Construite au XVIIIe siècle, plus précisément entre 1710 et 1714, la halle aux grains dispose d’une magnifique charpente chevillée, surmontée d’un clocheton. 13 piliers en granit soutiennent la structure.  Véritable témoignage du commerce et du contrôle des céréales au siècle des Lumières.

Un an avant le début de sa construction, la France connait l’un de ses pires hivers appelé le « Grand Hyver ». Tous les blés d’hiver périssent, pareil pour les vignes, les moulins ne peuvent plus moudre à cause des rivières gelées, le vin gèle à la table du roi à Versailles. On dénombre près de 80 000 morts de froid. Si rien n’est fait la famine va décimer le royaume. Le prix du froment est multiplié par 6.

Au printemps 1709, les paysans français sèment de l’orge en grande quantité. La terre qui avait gelé pendant des semaines n’a aucune mauvaises herbes, prête à accueillir de nouvelles semences. Miracle les rendements sont bons. Son gout est loin d’être extraordinaire mais il a sauvé des gens. En plus de la faim, s’ajoutent les nombreuses maladies : fièvre typhoïde, rougeole, dysenteries, scorbut à cause l’ingestion de céréales avariées et du manque de vitamine C.  Le bilan est terrible on compte environ 600 000 morts pour les années 1709/1710.

Le pain est la base de l’alimentation durant des siècles, d’où l’importance des marchés aux grains pour ceux qui ne cultivent pas. Au XIXe siècle, un adulte consomme entre 2 à 3 livres de pain par jour, c’est à dire entre 900 grammes et 1,3 kg.

La loi oblige le producteur à apporter ses blés sur le marché public, le consommateur et le marchand ne peuvent aller directement acheter à la ferme. Lorsque la cloche sonne ce sont les habitants qui ont la priorité, viennent ensuite les boulangers, puis enfin les marchands qui revendront leur marchandise ailleurs vers les grandes villes.
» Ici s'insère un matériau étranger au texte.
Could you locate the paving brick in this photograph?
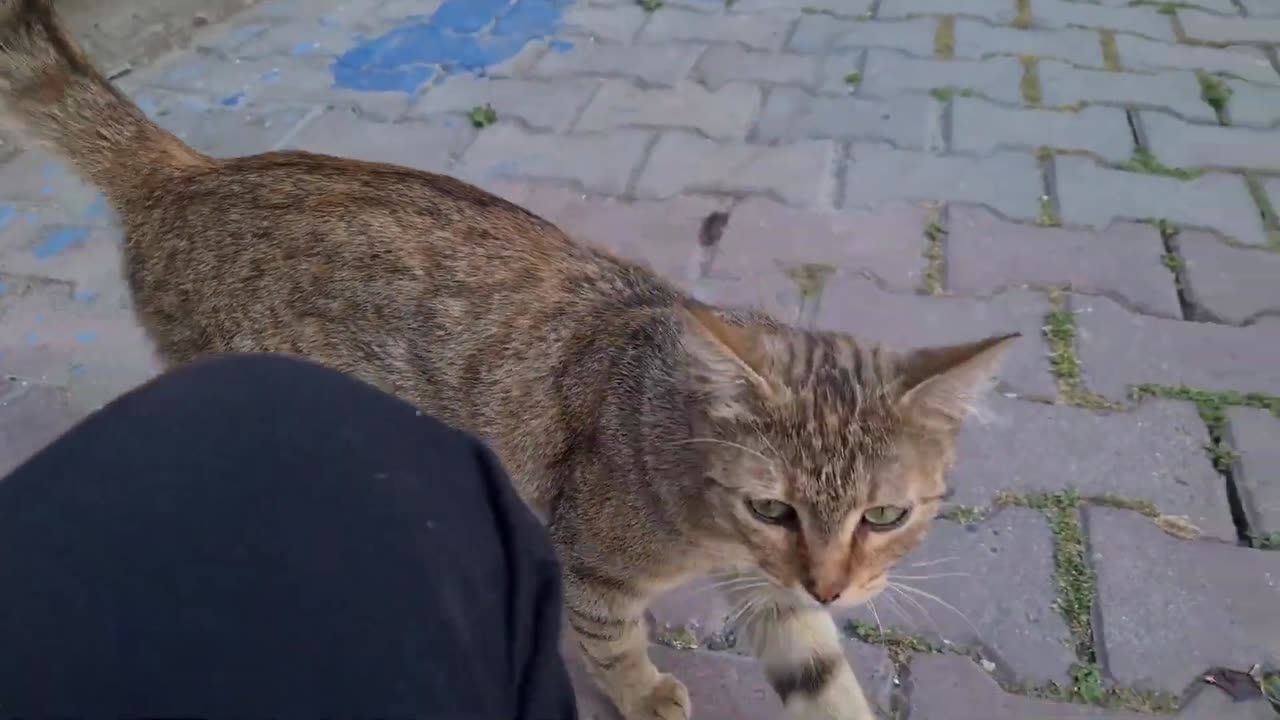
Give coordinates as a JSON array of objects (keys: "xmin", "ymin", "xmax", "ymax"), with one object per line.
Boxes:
[
  {"xmin": 1116, "ymin": 35, "xmax": 1280, "ymax": 85},
  {"xmin": 0, "ymin": 282, "xmax": 159, "ymax": 415},
  {"xmin": 1178, "ymin": 10, "xmax": 1280, "ymax": 44},
  {"xmin": 955, "ymin": 18, "xmax": 1102, "ymax": 68},
  {"xmin": 486, "ymin": 183, "xmax": 724, "ymax": 285},
  {"xmin": 842, "ymin": 509, "xmax": 1075, "ymax": 684},
  {"xmin": 755, "ymin": 88, "xmax": 942, "ymax": 150},
  {"xmin": 1039, "ymin": 61, "xmax": 1217, "ymax": 123},
  {"xmin": 558, "ymin": 5, "xmax": 649, "ymax": 45},
  {"xmin": 876, "ymin": 0, "xmax": 1018, "ymax": 24},
  {"xmin": 640, "ymin": 9, "xmax": 791, "ymax": 53},
  {"xmin": 710, "ymin": 197, "xmax": 928, "ymax": 291},
  {"xmin": 859, "ymin": 50, "xmax": 1023, "ymax": 104},
  {"xmin": 288, "ymin": 108, "xmax": 476, "ymax": 173},
  {"xmin": 1032, "ymin": 0, "xmax": 1176, "ymax": 42},
  {"xmin": 410, "ymin": 76, "xmax": 600, "ymax": 132},
  {"xmin": 0, "ymin": 379, "xmax": 78, "ymax": 479},
  {"xmin": 951, "ymin": 397, "xmax": 1235, "ymax": 542},
  {"xmin": 1085, "ymin": 509, "xmax": 1280, "ymax": 693},
  {"xmin": 1071, "ymin": 296, "xmax": 1280, "ymax": 400},
  {"xmin": 1053, "ymin": 156, "xmax": 1266, "ymax": 245},
  {"xmin": 1225, "ymin": 79, "xmax": 1280, "ymax": 128},
  {"xmin": 694, "ymin": 45, "xmax": 820, "ymax": 90},
  {"xmin": 844, "ymin": 145, "xmax": 1043, "ymax": 220},
  {"xmin": 575, "ymin": 79, "xmax": 760, "ymax": 140},
  {"xmin": 1240, "ymin": 0, "xmax": 1280, "ymax": 18},
  {"xmin": 531, "ymin": 45, "xmax": 703, "ymax": 87},
  {"xmin": 730, "ymin": 0, "xmax": 874, "ymax": 18},
  {"xmin": 787, "ymin": 15, "xmax": 938, "ymax": 58},
  {"xmin": 1142, "ymin": 113, "xmax": 1280, "ymax": 170},
  {"xmin": 911, "ymin": 655, "xmax": 1151, "ymax": 720},
  {"xmin": 951, "ymin": 97, "xmax": 1133, "ymax": 163},
  {"xmin": 458, "ymin": 123, "xmax": 652, "ymax": 195},
  {"xmin": 1226, "ymin": 407, "xmax": 1280, "ymax": 537},
  {"xmin": 636, "ymin": 133, "xmax": 836, "ymax": 206},
  {"xmin": 1178, "ymin": 231, "xmax": 1280, "ymax": 324},
  {"xmin": 946, "ymin": 206, "xmax": 1181, "ymax": 318},
  {"xmin": 817, "ymin": 275, "xmax": 1056, "ymax": 397}
]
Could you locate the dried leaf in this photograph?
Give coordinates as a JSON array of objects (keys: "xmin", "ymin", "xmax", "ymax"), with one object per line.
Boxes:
[
  {"xmin": 1204, "ymin": 667, "xmax": 1262, "ymax": 702},
  {"xmin": 1152, "ymin": 515, "xmax": 1202, "ymax": 539}
]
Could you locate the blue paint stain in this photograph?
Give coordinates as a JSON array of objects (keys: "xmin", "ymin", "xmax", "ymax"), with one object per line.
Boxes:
[
  {"xmin": 35, "ymin": 228, "xmax": 88, "ymax": 260},
  {"xmin": 332, "ymin": 0, "xmax": 572, "ymax": 95}
]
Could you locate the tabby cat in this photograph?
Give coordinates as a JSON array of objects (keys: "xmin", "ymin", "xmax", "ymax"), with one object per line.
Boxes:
[{"xmin": 0, "ymin": 0, "xmax": 1016, "ymax": 720}]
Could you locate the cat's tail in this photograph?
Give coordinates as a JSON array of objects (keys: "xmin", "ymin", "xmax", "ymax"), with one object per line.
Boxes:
[{"xmin": 0, "ymin": 0, "xmax": 212, "ymax": 196}]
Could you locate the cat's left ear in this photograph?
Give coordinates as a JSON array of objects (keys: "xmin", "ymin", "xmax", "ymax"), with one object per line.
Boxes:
[
  {"xmin": 899, "ymin": 333, "xmax": 1021, "ymax": 429},
  {"xmin": 680, "ymin": 305, "xmax": 778, "ymax": 419}
]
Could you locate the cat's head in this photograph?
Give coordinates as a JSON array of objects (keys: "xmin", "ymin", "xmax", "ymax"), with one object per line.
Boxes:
[{"xmin": 684, "ymin": 302, "xmax": 1019, "ymax": 605}]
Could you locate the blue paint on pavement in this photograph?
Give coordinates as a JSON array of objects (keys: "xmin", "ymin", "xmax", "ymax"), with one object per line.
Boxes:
[
  {"xmin": 35, "ymin": 228, "xmax": 88, "ymax": 260},
  {"xmin": 330, "ymin": 0, "xmax": 572, "ymax": 95}
]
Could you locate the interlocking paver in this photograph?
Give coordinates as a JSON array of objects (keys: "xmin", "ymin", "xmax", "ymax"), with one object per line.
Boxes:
[
  {"xmin": 1071, "ymin": 296, "xmax": 1280, "ymax": 400},
  {"xmin": 1116, "ymin": 35, "xmax": 1280, "ymax": 85},
  {"xmin": 1085, "ymin": 507, "xmax": 1280, "ymax": 693},
  {"xmin": 1140, "ymin": 113, "xmax": 1280, "ymax": 170},
  {"xmin": 876, "ymin": 0, "xmax": 1018, "ymax": 24},
  {"xmin": 844, "ymin": 145, "xmax": 1043, "ymax": 220},
  {"xmin": 955, "ymin": 18, "xmax": 1102, "ymax": 68},
  {"xmin": 410, "ymin": 76, "xmax": 600, "ymax": 132},
  {"xmin": 946, "ymin": 206, "xmax": 1181, "ymax": 318},
  {"xmin": 694, "ymin": 45, "xmax": 822, "ymax": 88},
  {"xmin": 859, "ymin": 50, "xmax": 1023, "ymax": 104},
  {"xmin": 1038, "ymin": 61, "xmax": 1217, "ymax": 123},
  {"xmin": 530, "ymin": 44, "xmax": 703, "ymax": 86},
  {"xmin": 1032, "ymin": 0, "xmax": 1175, "ymax": 42},
  {"xmin": 951, "ymin": 397, "xmax": 1235, "ymax": 542},
  {"xmin": 852, "ymin": 507, "xmax": 1075, "ymax": 684},
  {"xmin": 787, "ymin": 15, "xmax": 938, "ymax": 58},
  {"xmin": 1178, "ymin": 231, "xmax": 1280, "ymax": 324},
  {"xmin": 755, "ymin": 88, "xmax": 942, "ymax": 150},
  {"xmin": 1224, "ymin": 79, "xmax": 1280, "ymax": 128},
  {"xmin": 1226, "ymin": 407, "xmax": 1280, "ymax": 538},
  {"xmin": 951, "ymin": 97, "xmax": 1133, "ymax": 163},
  {"xmin": 0, "ymin": 0, "xmax": 1280, "ymax": 720},
  {"xmin": 458, "ymin": 123, "xmax": 652, "ymax": 195},
  {"xmin": 710, "ymin": 197, "xmax": 928, "ymax": 292},
  {"xmin": 636, "ymin": 133, "xmax": 836, "ymax": 206},
  {"xmin": 1053, "ymin": 156, "xmax": 1266, "ymax": 245},
  {"xmin": 573, "ymin": 79, "xmax": 760, "ymax": 140},
  {"xmin": 1178, "ymin": 10, "xmax": 1280, "ymax": 44}
]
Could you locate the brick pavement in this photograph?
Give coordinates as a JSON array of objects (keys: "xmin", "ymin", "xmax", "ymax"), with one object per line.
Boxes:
[{"xmin": 0, "ymin": 0, "xmax": 1280, "ymax": 720}]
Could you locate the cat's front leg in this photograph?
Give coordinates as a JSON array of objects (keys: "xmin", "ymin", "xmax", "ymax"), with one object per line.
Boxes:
[
  {"xmin": 722, "ymin": 575, "xmax": 876, "ymax": 720},
  {"xmin": 564, "ymin": 564, "xmax": 691, "ymax": 720}
]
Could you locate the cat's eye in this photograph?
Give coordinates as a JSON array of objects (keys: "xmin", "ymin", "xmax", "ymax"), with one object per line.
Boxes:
[
  {"xmin": 863, "ymin": 505, "xmax": 911, "ymax": 533},
  {"xmin": 746, "ymin": 500, "xmax": 796, "ymax": 525}
]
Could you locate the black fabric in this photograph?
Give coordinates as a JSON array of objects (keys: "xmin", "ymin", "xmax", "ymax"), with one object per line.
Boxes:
[{"xmin": 0, "ymin": 356, "xmax": 576, "ymax": 720}]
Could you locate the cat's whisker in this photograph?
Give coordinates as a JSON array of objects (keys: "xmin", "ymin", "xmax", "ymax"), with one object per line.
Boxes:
[
  {"xmin": 908, "ymin": 555, "xmax": 960, "ymax": 568},
  {"xmin": 676, "ymin": 437, "xmax": 776, "ymax": 465},
  {"xmin": 888, "ymin": 573, "xmax": 973, "ymax": 580},
  {"xmin": 895, "ymin": 583, "xmax": 982, "ymax": 639},
  {"xmin": 888, "ymin": 583, "xmax": 951, "ymax": 644}
]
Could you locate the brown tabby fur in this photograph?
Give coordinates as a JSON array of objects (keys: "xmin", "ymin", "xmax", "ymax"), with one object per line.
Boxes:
[{"xmin": 0, "ymin": 0, "xmax": 1012, "ymax": 720}]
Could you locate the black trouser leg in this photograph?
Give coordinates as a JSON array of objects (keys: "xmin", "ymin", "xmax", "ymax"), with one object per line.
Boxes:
[{"xmin": 0, "ymin": 356, "xmax": 576, "ymax": 720}]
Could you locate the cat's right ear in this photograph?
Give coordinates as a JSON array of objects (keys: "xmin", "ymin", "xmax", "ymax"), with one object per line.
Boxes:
[{"xmin": 680, "ymin": 305, "xmax": 778, "ymax": 420}]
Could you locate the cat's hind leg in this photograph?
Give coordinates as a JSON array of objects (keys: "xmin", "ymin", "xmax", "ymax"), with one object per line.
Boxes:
[{"xmin": 717, "ymin": 575, "xmax": 876, "ymax": 720}]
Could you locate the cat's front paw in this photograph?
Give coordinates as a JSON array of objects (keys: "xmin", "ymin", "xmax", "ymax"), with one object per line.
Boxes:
[{"xmin": 626, "ymin": 673, "xmax": 692, "ymax": 720}]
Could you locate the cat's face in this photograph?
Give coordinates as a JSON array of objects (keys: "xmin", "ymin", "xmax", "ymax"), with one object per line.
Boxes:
[{"xmin": 691, "ymin": 303, "xmax": 1012, "ymax": 605}]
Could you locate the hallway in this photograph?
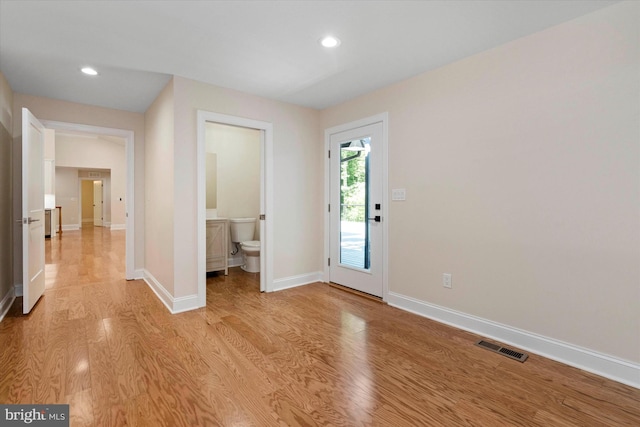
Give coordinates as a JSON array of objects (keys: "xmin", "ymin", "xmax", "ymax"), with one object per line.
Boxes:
[{"xmin": 0, "ymin": 227, "xmax": 640, "ymax": 427}]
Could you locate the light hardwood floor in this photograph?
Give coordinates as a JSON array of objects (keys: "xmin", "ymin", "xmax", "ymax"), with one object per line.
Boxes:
[{"xmin": 0, "ymin": 227, "xmax": 640, "ymax": 427}]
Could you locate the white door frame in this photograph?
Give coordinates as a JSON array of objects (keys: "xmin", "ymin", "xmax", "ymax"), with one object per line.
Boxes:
[
  {"xmin": 324, "ymin": 113, "xmax": 389, "ymax": 301},
  {"xmin": 42, "ymin": 120, "xmax": 136, "ymax": 280},
  {"xmin": 196, "ymin": 110, "xmax": 273, "ymax": 307}
]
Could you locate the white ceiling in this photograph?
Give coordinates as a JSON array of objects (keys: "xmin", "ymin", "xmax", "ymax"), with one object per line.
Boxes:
[{"xmin": 0, "ymin": 0, "xmax": 616, "ymax": 112}]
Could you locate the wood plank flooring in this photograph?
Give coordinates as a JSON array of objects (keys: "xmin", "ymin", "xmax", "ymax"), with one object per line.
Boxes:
[{"xmin": 0, "ymin": 227, "xmax": 640, "ymax": 427}]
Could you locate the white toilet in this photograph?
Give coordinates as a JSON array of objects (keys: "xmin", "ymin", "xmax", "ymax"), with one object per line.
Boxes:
[{"xmin": 229, "ymin": 218, "xmax": 260, "ymax": 273}]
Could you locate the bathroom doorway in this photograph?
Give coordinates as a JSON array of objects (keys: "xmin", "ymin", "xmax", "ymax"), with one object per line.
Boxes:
[
  {"xmin": 205, "ymin": 122, "xmax": 262, "ymax": 273},
  {"xmin": 197, "ymin": 111, "xmax": 273, "ymax": 307}
]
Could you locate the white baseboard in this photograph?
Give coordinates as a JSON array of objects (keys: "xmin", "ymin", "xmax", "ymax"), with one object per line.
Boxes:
[
  {"xmin": 271, "ymin": 271, "xmax": 324, "ymax": 291},
  {"xmin": 386, "ymin": 292, "xmax": 640, "ymax": 388},
  {"xmin": 143, "ymin": 269, "xmax": 200, "ymax": 314},
  {"xmin": 0, "ymin": 286, "xmax": 16, "ymax": 322}
]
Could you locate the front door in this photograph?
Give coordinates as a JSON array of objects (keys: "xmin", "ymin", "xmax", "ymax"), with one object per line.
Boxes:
[
  {"xmin": 329, "ymin": 123, "xmax": 384, "ymax": 297},
  {"xmin": 22, "ymin": 108, "xmax": 45, "ymax": 314}
]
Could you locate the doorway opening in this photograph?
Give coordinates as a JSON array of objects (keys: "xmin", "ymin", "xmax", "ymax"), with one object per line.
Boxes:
[
  {"xmin": 197, "ymin": 111, "xmax": 273, "ymax": 307},
  {"xmin": 42, "ymin": 120, "xmax": 136, "ymax": 280}
]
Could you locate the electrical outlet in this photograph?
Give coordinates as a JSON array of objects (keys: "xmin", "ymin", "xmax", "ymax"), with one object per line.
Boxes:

Ce commerce n’est pas pris à la légère par la monarchie qui impose une police des grains et du pain sur tout le royaume, elle s’occupe du contrôle des achats et ventes, pour éviter la spéculation. La police qui agissait à Bény-Bocage dépendait du baillage de Vire (ancienne circonscription administrative).

Les blés n’étaient pas pesés mais mesurés. Pour mesurer on utilisait un boisseau : un récipient cylindrique. On ne comptait pas en litre ou en hectolitre mais en boisseaux et setiers de blé. 1 setier de blé = 12 boisseaux, mais attention les setiers de blés n’étaient pas les mêmes selon les régions. Avant l’instauration du système métrique en 1795, les unités de mesures étaient différentes selon les régions ou circonscriptions. Le boisseau de Vire était différent de celui de Caen, tous les deux différents de celui de Paris. Un véritable casse-tête !

Un juge ou mesureur accompagné d’un greffier étaient là pour vérifier les mesures et les prix. Le grain est coulé dans le boisseau à l’aide d’une trémie et il n’est jamais tassé, le mesureur racle le bord avec un radoire (règle en bois) pour une mesure « rase », pour certains grains on pratique la mesure « comble », on remplit le boisseau au maximum en formant un dôme.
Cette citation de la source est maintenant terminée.